Born Gilbert Katz in the Bronx on June 6, 1934, Cates graduated from Syracuse University and then returned to New York, where he worked in game shows. He served as a producer on I’ve Got a Secret from 1952-67 and then Haggis Baggis, Camouflage, Picture This and Across the Board.
He produced and directed the ABC series Hootenanny, a musical variety show that ran on ABC from 1963-64 and featured pop-oriented folk-music acts like Johnny Cash and Judy Collins.
From 1962 to 1964, Cates also directed International Showtime, an NBC series hosted by Don Ameche that introduced American audiences to the best of European circuses and ice shows. He returned to Syracuse in 1965 to get his master’s degree and wrote his thesis on the circus, and his first film as a director was the documentary Rings Around the World (1966).
Cates began directing TV movies in 1972 with To All My Friends on Shore, which starred Bill Cosby and centered on sickle cell anemia. His TV directing and producing credits were substantial: Johnny, We Hardly Knew Ye, The Kid From Nowhere, Country Gold, Burning Rage, Fatal Judgment, Innocent Victims and A Death in the Family, among many others.
Cates was a prolific TV producer, including Call Me Anna, Patty Duke’s life story. He also produced or executive-produced TV variety specials, often with his brother Joe. They collaborated on such projects as Country Night of Stars, Elvis Remembered: Nashville to Hollywood and Fifty Years of Country Music.
Cates also directed three Cash specials from 1983-85.
His film directing credits also include The Promise (1979), Oh, God! Book II (1980), The Last Married Couple in America (1980) and Backfire (1988).
Cates was a recipient of the DGA’s Presidents Award and received the guild’s Robert Aldrich Award for service. In 1991, he was awarded its Honorary Life Membership. He led the guild’s negotiations committee in the 1980s and four times headed contract negotiations with producers (the guild went on strike in 1987). Cates helped forge the merger between the New York-based Radio & Television Directors Guild and the Screen Directors Guild in 1960.
Cates served three consecutive terms as a governor of the Academy’s Directors Branch from 1984-93. He returned to the board for another term beginning in 2002 and held the post of vp from 2003-05.
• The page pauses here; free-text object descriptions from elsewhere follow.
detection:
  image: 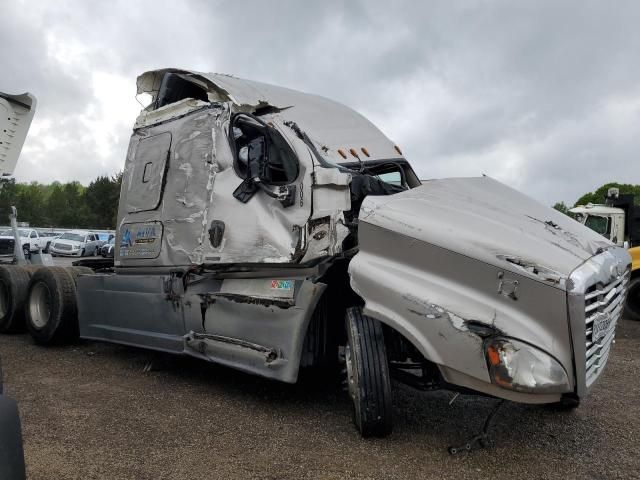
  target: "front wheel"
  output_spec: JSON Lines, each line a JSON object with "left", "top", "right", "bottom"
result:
{"left": 344, "top": 306, "right": 393, "bottom": 437}
{"left": 624, "top": 276, "right": 640, "bottom": 321}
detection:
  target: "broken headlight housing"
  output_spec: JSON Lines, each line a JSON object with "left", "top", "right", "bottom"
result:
{"left": 484, "top": 338, "right": 570, "bottom": 394}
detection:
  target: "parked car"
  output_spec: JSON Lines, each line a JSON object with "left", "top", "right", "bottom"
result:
{"left": 100, "top": 237, "right": 116, "bottom": 258}
{"left": 0, "top": 228, "right": 49, "bottom": 257}
{"left": 0, "top": 358, "right": 26, "bottom": 480}
{"left": 50, "top": 230, "right": 102, "bottom": 257}
{"left": 95, "top": 232, "right": 115, "bottom": 249}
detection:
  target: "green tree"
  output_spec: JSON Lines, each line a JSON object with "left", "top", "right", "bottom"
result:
{"left": 0, "top": 178, "right": 18, "bottom": 225}
{"left": 0, "top": 171, "right": 119, "bottom": 229}
{"left": 553, "top": 201, "right": 570, "bottom": 215}
{"left": 15, "top": 182, "right": 48, "bottom": 226}
{"left": 574, "top": 182, "right": 640, "bottom": 207}
{"left": 85, "top": 173, "right": 121, "bottom": 229}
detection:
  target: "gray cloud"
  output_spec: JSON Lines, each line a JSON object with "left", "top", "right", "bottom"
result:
{"left": 2, "top": 0, "right": 639, "bottom": 205}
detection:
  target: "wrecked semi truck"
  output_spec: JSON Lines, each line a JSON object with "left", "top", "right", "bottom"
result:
{"left": 0, "top": 69, "right": 633, "bottom": 437}
{"left": 569, "top": 189, "right": 640, "bottom": 321}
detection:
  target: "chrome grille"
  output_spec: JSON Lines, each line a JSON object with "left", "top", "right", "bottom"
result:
{"left": 54, "top": 243, "right": 72, "bottom": 251}
{"left": 584, "top": 270, "right": 629, "bottom": 388}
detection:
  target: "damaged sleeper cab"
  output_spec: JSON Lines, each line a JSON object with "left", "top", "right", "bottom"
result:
{"left": 13, "top": 69, "right": 632, "bottom": 438}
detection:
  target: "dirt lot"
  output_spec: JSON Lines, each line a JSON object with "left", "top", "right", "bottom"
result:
{"left": 0, "top": 303, "right": 638, "bottom": 480}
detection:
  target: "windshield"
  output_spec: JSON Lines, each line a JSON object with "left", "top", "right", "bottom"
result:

In 1996, Cates was given the Jimmy Dolittle Award for Outstanding Contribution to Los Angeles Theater, and in 1999 he received the Ovation Award for best play for Collected Stories, starring Linda Lavin and Samantha Mathis, which he directed at the Geffen.
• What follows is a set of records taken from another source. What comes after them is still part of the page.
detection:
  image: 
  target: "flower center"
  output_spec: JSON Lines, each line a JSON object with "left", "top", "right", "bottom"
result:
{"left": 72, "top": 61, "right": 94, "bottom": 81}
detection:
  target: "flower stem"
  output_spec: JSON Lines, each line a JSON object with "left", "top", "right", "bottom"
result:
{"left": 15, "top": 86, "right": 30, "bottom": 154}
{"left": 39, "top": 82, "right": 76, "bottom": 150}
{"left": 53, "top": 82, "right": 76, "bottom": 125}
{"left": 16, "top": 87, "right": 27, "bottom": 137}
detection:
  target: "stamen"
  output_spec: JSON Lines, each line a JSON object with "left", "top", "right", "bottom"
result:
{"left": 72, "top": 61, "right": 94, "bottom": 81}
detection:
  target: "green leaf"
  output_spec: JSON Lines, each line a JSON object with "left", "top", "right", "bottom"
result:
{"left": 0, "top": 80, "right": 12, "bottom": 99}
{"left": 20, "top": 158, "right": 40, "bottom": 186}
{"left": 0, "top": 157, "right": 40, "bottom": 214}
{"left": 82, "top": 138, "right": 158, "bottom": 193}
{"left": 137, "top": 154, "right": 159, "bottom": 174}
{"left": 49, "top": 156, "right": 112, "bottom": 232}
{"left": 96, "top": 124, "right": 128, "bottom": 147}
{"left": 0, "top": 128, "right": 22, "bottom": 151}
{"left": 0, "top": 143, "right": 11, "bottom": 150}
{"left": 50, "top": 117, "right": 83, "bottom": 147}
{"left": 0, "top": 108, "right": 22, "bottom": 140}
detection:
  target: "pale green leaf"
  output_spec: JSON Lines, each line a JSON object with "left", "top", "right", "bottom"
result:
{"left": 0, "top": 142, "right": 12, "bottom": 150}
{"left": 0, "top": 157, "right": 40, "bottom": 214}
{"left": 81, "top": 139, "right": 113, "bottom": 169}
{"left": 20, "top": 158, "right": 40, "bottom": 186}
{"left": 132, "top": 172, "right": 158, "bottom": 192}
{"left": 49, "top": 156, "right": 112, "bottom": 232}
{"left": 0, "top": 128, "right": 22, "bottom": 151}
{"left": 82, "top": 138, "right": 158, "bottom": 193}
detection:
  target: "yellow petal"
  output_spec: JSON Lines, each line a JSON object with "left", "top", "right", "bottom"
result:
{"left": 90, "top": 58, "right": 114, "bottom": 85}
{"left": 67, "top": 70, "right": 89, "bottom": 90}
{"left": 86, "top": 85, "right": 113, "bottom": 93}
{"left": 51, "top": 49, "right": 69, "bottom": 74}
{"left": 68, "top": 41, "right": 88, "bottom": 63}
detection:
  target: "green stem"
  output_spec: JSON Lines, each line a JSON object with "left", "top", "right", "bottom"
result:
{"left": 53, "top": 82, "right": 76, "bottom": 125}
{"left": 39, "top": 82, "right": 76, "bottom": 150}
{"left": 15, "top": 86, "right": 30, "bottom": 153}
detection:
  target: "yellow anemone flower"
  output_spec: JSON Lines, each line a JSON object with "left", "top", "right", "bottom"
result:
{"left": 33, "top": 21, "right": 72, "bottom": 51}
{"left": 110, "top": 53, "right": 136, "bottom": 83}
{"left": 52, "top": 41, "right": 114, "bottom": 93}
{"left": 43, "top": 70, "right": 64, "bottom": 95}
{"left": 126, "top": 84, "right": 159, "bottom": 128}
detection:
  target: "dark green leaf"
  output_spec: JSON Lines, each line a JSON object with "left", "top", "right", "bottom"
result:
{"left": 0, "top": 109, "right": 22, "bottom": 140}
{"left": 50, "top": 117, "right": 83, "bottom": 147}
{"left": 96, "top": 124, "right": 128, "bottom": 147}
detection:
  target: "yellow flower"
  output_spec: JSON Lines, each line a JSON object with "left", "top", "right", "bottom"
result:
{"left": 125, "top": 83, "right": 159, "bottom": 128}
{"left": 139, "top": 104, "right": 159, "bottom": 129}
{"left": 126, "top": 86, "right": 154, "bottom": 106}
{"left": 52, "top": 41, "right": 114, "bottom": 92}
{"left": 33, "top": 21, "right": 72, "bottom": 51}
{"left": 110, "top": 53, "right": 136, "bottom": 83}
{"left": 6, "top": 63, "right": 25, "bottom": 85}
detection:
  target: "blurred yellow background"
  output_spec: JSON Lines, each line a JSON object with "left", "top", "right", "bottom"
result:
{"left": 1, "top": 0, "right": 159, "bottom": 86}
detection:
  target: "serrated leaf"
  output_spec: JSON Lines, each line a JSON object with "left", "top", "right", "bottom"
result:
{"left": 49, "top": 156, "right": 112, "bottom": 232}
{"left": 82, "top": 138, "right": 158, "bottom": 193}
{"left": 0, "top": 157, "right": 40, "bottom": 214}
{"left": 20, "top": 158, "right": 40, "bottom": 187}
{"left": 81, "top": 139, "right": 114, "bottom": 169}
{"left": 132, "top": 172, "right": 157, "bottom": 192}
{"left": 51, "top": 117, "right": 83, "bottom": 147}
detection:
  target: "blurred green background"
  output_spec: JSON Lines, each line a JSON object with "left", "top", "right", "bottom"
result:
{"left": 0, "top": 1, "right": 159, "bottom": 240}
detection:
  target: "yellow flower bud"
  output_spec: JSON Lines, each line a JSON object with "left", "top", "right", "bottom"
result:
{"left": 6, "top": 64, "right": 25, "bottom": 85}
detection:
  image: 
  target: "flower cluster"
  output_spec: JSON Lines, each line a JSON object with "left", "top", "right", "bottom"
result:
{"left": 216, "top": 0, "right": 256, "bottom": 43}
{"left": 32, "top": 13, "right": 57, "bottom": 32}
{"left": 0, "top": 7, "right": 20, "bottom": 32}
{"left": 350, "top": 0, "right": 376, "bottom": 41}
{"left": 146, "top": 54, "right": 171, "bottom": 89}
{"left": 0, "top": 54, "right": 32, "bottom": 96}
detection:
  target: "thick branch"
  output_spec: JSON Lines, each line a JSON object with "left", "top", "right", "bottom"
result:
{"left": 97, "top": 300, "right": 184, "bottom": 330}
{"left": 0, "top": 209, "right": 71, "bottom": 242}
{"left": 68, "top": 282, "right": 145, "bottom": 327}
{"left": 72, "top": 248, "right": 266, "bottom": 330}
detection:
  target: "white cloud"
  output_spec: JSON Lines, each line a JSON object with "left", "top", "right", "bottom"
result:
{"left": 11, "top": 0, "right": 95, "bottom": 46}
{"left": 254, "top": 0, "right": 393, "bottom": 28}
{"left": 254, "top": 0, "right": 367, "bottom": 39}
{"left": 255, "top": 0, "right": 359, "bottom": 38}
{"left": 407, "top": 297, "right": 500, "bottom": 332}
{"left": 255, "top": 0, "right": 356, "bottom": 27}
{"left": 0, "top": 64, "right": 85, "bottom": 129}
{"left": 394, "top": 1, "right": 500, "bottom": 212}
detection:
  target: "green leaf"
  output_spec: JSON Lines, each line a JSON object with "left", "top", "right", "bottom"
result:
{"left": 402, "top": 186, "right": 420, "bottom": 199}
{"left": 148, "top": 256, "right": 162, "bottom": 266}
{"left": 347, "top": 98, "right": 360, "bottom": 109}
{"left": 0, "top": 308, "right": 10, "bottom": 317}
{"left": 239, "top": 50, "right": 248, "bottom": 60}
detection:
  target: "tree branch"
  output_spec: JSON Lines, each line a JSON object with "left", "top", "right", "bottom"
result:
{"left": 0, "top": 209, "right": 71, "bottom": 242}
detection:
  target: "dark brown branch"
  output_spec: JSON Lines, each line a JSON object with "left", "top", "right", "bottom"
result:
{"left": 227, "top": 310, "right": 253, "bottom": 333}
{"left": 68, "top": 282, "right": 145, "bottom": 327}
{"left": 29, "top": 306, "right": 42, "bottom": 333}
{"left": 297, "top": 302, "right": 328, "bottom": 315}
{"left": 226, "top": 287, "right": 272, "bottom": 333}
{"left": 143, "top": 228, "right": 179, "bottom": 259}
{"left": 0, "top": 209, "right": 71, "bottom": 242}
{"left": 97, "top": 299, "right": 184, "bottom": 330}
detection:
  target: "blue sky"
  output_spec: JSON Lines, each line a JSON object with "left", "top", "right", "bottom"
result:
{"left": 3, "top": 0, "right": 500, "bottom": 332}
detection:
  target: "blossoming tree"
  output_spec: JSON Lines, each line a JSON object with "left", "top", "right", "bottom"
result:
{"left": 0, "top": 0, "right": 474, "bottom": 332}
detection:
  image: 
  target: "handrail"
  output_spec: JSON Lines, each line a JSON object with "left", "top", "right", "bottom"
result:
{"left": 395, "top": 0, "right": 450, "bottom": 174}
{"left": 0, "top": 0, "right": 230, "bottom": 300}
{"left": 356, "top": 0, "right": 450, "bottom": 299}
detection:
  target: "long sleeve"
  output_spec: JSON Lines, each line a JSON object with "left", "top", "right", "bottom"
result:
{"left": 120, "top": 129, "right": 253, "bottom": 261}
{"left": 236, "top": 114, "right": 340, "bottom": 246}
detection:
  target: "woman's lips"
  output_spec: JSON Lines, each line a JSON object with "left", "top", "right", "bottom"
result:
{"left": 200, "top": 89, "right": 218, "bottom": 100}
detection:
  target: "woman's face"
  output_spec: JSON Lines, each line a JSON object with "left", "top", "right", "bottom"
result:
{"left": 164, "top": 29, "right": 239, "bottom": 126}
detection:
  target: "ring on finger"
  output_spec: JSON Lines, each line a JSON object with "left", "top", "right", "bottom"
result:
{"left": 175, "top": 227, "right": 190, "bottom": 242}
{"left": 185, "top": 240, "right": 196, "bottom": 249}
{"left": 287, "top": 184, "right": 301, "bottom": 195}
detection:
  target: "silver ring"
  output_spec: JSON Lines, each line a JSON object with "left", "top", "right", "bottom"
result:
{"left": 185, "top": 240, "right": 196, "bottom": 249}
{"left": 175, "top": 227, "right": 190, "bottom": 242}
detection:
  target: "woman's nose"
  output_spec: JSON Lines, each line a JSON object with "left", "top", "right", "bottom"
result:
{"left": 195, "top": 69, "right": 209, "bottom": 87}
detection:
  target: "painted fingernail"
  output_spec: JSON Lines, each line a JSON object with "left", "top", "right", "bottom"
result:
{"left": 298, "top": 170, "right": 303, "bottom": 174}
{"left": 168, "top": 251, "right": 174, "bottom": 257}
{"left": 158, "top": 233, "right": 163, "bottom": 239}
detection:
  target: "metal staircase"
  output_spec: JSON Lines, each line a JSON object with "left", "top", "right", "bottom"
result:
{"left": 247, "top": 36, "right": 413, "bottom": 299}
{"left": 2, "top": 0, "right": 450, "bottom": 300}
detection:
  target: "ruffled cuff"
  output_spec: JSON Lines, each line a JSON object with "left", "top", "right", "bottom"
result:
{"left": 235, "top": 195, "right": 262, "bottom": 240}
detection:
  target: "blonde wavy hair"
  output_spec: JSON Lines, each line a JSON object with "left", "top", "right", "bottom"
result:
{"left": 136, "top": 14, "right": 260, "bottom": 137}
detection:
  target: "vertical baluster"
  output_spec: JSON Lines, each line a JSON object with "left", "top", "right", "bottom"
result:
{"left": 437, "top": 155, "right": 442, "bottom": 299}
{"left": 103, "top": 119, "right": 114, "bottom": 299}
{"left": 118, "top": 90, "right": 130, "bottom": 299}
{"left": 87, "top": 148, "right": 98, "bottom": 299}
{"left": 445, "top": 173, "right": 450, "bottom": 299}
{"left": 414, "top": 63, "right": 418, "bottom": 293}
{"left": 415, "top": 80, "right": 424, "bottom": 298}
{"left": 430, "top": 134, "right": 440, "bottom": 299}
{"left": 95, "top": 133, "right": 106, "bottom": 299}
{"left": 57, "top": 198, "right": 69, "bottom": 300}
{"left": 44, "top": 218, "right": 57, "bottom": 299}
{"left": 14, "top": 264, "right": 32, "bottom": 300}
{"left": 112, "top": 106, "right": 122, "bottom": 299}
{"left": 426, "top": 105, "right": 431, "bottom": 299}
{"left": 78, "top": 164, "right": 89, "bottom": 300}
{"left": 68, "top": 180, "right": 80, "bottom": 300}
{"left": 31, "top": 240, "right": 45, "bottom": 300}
Also for the Geffen, he directed David Eldridge’s Under the Blue Sky in 2002; Cat on a Hot Tin Roof in 2005 as the inaugural production in the newly renovated Playhouse; a new adaptation of Lerner & Loewe’s Paint Your Wagon in 2006; and Jeffrey Hatcher’s A Picasso, starring Roma Downey and Peter Michael Goetz, in 2007.
“Gil has always referred to the staff of the Geffen Playhouse as his second family,” said Frank Mancuso, chairman of the Geffen Playhouse board. “And it is as a family that we mourn this tremendous loss. Gil built this theater, and he will forever be at the center of it. We honor his life by continuing the fulfillment of his dream. As my dear friend Gil would no doubt say, ‘Onward and upward with the arts.’ ”
Survivors include his wife, Today show gynecologist Judith Reichman, who was in Tel Aviv at the time of his death (her daughter had a baby a few months ago), four children and two stepchildren.